The trick was to play loose with words. Eventually, if everything went well, “Garbedian and Son” meant three Hispanics would come to your home and manicure your lawn. When we said, “Don’t miss out on these great savings!” we really meant we gotta unload these fuckers fast. “No-Fee Rewards” meant prepare to pay out the ass. Words and meaning were almost always at odds with us. We knew it, you knew it, they knew it, we all knew it. The only words that ever meant a goddamn were, “We’re really very sorry about this, but we’re going to have to let you go.”

THEY LET GO OF MARCIA DWYER. They came for her even before the building people had finished removing the splatters of paint from the walls and carpet. Jim Jackers had seemed the next logical choice. Who in their right minds would choose Marcia over Jim? But for reasons that would remain ever obscure, they took Marcia. “Restructuring,” they said. “Lost clients.” How many times had we heard that? It still said nothing about why Marcia and not Jim. We might as well have been inquiring about the random and inscrutable selection process of fatal diseases.

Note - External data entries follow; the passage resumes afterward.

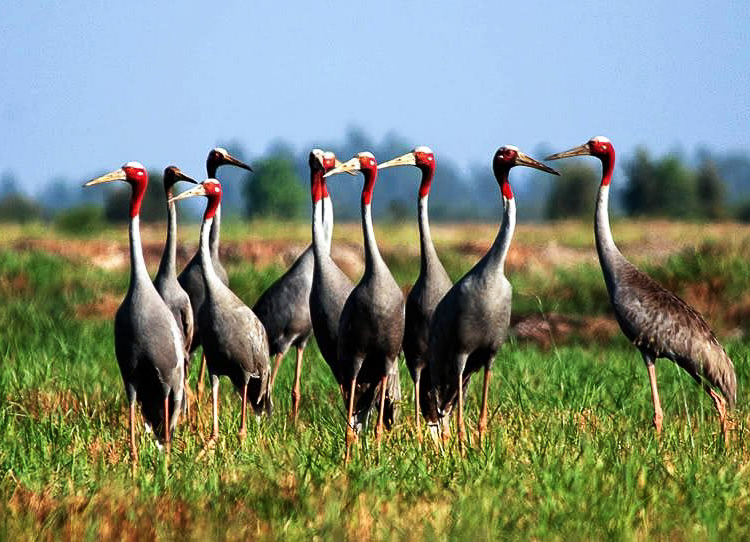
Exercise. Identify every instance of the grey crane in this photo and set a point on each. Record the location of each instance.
(191, 278)
(233, 338)
(431, 285)
(660, 324)
(284, 308)
(148, 343)
(330, 286)
(471, 322)
(165, 280)
(371, 327)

They gave her a half hour in which to collect her personal items. It was part of a new protocol for the physical removal of former employees that Roland had to stand against the wall with his hands folded, mutely watching her pack. They were treating Marcia like an inmate at the Joliet Correctional Center. Perhaps it had to be that way after Tom’s arrest, but the only dangerous thing about Marcia was her glower. Did he really have to just stand there like that, as if vigilant against sudden movement? We’d seen firsthand how the man handled a crisis. If Marcia decided suddenly to brandish a stapler in a half-threatening manner, he’d fumble with his Motorola and forget his name. The least he could do was offer to help. Failing that, he could take a seat and relax.

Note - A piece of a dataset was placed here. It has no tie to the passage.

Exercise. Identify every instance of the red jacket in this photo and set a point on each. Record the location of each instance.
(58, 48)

Marcia picked her way across the desk, the credenza, and the bookshelves, removing a clock, a figurine, a cluster of books. She unplugged her radio and wound the cord around its brown plastic body and placed it in a box. Then she went through the desk drawers one redundant item at a time, investigating every matchbook, business card, hairband, Band-Aid, aspirin container, lotion bottle, bendy straw, multivitamin, magazine, nail file, nail polish, lip balm, and cough drop that had languished in her desk for who knows how long. Did it belong in a box or in the trash? She unpinned from her corkboard a collage of photographs, receipts, coupons, utility bills, personal reminders, wisdom quotes, greeting cards, ticket stubs, and drawings in her hand and in the hands of professional artists she admired, and those, too, she either threw away or put into a box. Marcia’s office reverted back to the anonymous — nothing on the desk but a computer and telephone, the walls blank, the divot-ridden corkboard bereft of all sign of her two thousand days among us. It was a swift and stultifying transformation, depressing to watch.

Genevieve Latko-Devine arrived in her doorway looking ashen and out of breath. “I just heard,” she said.

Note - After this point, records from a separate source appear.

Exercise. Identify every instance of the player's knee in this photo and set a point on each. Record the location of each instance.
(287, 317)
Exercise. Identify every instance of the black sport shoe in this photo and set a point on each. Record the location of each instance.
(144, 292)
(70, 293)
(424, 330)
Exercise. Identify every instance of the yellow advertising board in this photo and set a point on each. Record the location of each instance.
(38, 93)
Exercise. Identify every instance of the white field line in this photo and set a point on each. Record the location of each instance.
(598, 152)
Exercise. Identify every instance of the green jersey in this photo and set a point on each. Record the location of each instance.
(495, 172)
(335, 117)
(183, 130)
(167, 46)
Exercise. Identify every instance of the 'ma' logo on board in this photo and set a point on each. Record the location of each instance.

“Roland, you’re annoying me,” said Benny. “Do you really have to stand against the wall like that?”

“Sorry, Benny. It’s part of the new rules.”

The mood in the office was solemn and wistful until Jim Jackers showed up and asked Marcia if she was planning to return dressed as a clown to terrorize us all with a paintball gun. Any other day, Marcia would have shut him up with a quick put-down, but his inappropriateness could no longer touch her. What clung to us because of Jim no longer clung to her.